I want to draw a 95% confidence ellipse around my bivariate data. Using ggplot2::stat_ellipse()
with type="t"
(for a bivariate-t distribution) the confidence region is tighter than for type="norm"
. This is counter-intuitive, and there is very little description of the methods used in both ggplot2::stat_ellipse()
or car::confidenceEllipse()
(on which the ggplot2 command is based).
Any explanations as to why this result shows up this way are greatly appreciated. Ideally, I would want the ellipse based on the t-distribution because of a small sample size (n=15), but I want to be confident that I know what it's doing.
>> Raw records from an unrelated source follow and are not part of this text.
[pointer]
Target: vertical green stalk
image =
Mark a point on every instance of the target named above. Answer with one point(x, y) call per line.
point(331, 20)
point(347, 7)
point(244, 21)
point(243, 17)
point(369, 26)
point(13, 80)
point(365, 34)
# Some simulated correlated data:
foo.x <- rnorm(15, mean=10, sd=5)
foo.err <- rnorm(15, mean=0, sd=1)
foo.df <- data.frame(x=foo.x, y=foo.x+foo.err)
# plot data with confidence ellipses
ggplot(data=foo.df, aes(x,y)) +
geom_point(size=2) +
stat_ellipse(type = "norm", lty=1, col=1) +
stat_ellipse(type = "t", lty=2, col=2)
In this plot, the red dashed line is the ellipse based on the t-distribution, and the solid black line the ellipse based on the normal. (Sorry there is no legend on the plot to show what the line types represent; I tried to make that happen, but gave up before finding success.)